L'Iran pose ses conditions pour maintenir la suspension de l'enrichissement

Téhéran — Les Iraniens ont posé leurs conditions pour accepter de maintenir jusqu'à fin juillet la suspension d'activités controversées, dans le souci de ne pas laisser les Européens «jouer la montre» et retarder la progression de leur programme nucléaire.

Téhéran réclame de coopérer à l'élaboration des propositions que l'Europe s'est engagée à lui faire d'ici à fin juillet pour tenter de convaincre l'Iran de ne pas reprendre les activités d'enrichissement de l'uranium, a dit hier à l'agence officielle, Irna, Ali Agha Mohammadi, un des négociateurs iraniens.

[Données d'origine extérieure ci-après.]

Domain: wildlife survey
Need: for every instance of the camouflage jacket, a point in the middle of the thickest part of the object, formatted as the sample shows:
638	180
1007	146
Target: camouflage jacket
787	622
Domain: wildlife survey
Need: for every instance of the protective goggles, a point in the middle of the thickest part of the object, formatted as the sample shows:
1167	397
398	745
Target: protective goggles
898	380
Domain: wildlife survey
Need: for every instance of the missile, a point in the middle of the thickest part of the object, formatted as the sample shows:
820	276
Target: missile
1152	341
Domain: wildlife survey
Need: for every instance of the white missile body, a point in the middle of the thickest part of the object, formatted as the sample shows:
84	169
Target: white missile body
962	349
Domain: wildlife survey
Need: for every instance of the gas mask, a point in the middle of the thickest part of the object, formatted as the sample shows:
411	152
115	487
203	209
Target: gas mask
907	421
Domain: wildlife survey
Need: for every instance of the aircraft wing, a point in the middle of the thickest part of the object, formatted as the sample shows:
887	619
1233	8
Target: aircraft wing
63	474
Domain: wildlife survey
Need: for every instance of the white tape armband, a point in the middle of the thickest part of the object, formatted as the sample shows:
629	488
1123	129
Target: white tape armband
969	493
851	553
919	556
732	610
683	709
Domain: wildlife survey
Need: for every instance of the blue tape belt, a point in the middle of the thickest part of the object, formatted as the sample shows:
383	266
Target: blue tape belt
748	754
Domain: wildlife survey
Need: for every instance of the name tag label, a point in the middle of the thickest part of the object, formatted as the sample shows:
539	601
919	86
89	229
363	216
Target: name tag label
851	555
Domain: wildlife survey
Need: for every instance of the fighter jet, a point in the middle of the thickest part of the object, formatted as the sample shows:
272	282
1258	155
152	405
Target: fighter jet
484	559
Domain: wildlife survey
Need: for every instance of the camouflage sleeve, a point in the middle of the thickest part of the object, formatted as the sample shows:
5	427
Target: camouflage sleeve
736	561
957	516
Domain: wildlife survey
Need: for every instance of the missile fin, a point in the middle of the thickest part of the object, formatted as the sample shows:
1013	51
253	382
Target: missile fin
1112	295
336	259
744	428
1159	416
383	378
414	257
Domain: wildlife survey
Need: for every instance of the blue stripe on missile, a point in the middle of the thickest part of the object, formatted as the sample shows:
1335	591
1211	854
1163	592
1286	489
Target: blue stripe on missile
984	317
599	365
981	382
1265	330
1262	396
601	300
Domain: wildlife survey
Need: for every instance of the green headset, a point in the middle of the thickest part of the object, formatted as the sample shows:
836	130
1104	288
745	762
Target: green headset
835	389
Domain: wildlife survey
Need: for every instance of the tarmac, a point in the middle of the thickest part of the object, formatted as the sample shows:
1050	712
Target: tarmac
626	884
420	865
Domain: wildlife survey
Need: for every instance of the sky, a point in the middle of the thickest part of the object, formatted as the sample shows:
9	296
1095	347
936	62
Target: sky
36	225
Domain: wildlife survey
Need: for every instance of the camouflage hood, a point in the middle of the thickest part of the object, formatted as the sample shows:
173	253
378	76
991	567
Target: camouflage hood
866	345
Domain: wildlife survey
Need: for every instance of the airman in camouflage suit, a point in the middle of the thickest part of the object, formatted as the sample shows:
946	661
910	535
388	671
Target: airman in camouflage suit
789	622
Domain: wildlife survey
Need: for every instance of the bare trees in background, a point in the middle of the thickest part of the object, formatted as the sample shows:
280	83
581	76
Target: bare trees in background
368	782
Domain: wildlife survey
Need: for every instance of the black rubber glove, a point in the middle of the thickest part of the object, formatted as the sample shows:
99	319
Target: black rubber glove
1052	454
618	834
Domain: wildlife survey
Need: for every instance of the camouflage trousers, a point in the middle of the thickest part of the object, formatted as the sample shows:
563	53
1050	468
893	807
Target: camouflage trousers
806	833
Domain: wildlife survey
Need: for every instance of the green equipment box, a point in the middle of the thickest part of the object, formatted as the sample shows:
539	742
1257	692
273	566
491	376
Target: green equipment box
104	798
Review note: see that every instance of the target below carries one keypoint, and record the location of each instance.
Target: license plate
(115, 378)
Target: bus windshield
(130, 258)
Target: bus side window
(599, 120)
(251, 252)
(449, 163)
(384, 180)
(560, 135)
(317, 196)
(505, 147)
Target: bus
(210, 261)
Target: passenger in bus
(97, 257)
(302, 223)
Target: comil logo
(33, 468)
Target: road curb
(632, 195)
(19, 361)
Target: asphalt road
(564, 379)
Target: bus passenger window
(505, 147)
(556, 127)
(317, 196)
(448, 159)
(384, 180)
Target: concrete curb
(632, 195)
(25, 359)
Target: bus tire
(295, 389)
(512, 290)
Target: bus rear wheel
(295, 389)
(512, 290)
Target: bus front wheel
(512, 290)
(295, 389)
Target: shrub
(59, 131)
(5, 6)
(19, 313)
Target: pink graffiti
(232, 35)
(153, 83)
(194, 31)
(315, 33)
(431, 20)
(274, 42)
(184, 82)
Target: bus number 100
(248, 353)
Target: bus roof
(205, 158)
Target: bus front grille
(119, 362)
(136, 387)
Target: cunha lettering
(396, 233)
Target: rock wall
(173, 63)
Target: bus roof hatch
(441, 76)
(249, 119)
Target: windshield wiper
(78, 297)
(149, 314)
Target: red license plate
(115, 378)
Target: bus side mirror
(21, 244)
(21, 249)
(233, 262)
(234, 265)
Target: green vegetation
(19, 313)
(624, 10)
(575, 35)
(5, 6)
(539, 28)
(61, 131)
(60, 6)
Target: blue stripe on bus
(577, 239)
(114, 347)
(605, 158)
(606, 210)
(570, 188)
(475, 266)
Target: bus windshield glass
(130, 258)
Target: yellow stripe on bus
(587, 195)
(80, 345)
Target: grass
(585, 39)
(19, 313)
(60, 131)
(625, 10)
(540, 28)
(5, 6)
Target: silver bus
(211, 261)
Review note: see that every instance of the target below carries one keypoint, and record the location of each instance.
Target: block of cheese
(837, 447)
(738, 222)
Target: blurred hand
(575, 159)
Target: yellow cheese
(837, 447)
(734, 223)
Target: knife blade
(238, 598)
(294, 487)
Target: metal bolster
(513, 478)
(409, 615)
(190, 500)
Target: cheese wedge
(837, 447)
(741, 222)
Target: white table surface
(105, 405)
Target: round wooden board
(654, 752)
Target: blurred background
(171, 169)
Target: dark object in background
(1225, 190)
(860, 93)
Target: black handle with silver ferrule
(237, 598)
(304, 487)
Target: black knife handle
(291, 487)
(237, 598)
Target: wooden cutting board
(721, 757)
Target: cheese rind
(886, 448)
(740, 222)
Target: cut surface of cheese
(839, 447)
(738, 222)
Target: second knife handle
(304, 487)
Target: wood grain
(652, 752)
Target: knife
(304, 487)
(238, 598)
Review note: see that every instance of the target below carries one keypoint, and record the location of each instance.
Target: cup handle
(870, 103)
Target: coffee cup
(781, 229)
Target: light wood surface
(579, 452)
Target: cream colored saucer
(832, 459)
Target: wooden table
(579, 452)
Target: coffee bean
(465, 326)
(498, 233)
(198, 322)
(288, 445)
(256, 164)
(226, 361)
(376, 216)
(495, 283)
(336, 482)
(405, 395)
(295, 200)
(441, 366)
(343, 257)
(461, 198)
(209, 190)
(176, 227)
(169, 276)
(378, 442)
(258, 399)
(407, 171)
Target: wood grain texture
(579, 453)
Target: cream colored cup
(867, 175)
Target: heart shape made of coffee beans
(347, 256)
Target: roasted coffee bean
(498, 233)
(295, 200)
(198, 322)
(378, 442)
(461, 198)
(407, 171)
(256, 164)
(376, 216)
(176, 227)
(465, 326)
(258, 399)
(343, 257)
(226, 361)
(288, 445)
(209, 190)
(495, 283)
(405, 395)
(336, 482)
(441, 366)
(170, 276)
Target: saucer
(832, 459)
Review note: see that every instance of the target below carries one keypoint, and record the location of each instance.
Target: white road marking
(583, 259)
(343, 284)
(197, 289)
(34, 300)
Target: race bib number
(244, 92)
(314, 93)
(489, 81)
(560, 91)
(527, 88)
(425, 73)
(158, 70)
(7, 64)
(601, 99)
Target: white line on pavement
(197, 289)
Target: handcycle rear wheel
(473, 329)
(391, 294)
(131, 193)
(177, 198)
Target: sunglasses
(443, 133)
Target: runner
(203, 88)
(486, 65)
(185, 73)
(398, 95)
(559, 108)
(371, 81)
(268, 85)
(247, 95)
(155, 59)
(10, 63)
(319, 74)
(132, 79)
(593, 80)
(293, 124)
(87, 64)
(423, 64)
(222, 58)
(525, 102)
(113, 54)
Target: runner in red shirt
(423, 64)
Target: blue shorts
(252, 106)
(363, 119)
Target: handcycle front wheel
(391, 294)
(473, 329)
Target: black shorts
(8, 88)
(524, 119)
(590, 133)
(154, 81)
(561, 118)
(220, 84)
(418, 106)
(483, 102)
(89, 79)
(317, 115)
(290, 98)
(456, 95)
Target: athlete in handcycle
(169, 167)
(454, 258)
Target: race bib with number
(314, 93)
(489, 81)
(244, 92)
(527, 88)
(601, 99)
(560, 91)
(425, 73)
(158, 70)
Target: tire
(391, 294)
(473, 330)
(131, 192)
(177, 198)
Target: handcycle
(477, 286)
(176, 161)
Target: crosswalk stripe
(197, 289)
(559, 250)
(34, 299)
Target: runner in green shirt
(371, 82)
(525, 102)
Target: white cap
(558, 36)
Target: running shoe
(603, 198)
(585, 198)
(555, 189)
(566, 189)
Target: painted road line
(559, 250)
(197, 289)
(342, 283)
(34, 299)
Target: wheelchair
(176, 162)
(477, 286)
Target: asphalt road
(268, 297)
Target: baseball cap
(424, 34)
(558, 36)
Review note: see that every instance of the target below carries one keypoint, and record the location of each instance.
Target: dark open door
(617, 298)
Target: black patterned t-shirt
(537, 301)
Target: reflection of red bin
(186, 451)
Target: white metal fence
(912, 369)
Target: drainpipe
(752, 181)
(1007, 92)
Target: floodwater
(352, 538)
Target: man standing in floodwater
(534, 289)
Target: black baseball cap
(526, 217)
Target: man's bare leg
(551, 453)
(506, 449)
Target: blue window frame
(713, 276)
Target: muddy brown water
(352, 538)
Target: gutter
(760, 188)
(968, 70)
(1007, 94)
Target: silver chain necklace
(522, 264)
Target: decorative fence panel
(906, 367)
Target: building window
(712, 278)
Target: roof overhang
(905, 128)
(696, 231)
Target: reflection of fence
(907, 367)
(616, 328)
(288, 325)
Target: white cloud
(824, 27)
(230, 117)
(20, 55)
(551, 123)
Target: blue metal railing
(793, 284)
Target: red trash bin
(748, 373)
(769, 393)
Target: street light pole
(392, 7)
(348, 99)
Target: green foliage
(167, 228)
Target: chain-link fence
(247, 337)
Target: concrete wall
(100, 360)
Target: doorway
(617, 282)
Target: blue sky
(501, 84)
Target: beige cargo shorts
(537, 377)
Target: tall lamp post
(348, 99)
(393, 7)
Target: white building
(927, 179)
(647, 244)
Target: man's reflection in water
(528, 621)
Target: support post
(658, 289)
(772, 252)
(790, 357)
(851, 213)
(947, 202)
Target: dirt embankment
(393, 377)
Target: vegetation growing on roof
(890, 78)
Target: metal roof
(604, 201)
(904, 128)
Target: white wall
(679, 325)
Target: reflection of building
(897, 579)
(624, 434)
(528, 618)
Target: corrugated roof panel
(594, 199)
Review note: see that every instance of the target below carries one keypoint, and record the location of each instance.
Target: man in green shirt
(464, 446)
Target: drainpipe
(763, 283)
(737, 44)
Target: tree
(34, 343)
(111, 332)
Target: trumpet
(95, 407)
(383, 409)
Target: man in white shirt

Les ministres allemand, britannique et français des Affaires étrangères, au nom de l'Union européenne, ont proposé le 25 mai aux Iraniens de leur faire d'ici à fin juillet des propositions de coopération concrètes et détaillées. Le dirigeant iranien chargé du nucléaire, Hassan Rohani, était reparti de Genève en disant qu'il devait soumettre cette offre au pouvoir.

Les propos d'Ali Agha Mohammadi sont la réponse officielle du pouvoir à l'offre européenne. Ils confirment des informations obtenues de sources diplomatiques auprès de l'Agence internationale de l'énergie atomique à Vienne.

«L'Iran a accepté la proposition européenne et l'Europe a jusqu'à fin juillet pour soumettre une offre complète et détaillée [...], à condition que les trois groupes de travail et le comité de pilotage se réunissent et qu'il y ait un échange entre les ministres européens des Affaires étrangères et [M. Rohani] afin que la proposition européenne soit conforme aux objectifs qui seront convenus», a-t-il déclaré.

Les groupes de travail et le comité de pilotage qui les chapeaute travaillent à un accord à long terme par lequel les Iraniens fourniraient des «garanties objectives» que leurs activités nucléaires restent purement civiles, en échange d'une coopération nucléaire et technologique, commerciale et politique.

Pour les Européens, un tel accord n'est possible que si les Iraniens renoncent définitivement à l'enrichissement, seule garantie probante à leurs yeux que le programme nucléaire de la République islamique n'est pas détourné pour fabriquer l'arme nucléaire.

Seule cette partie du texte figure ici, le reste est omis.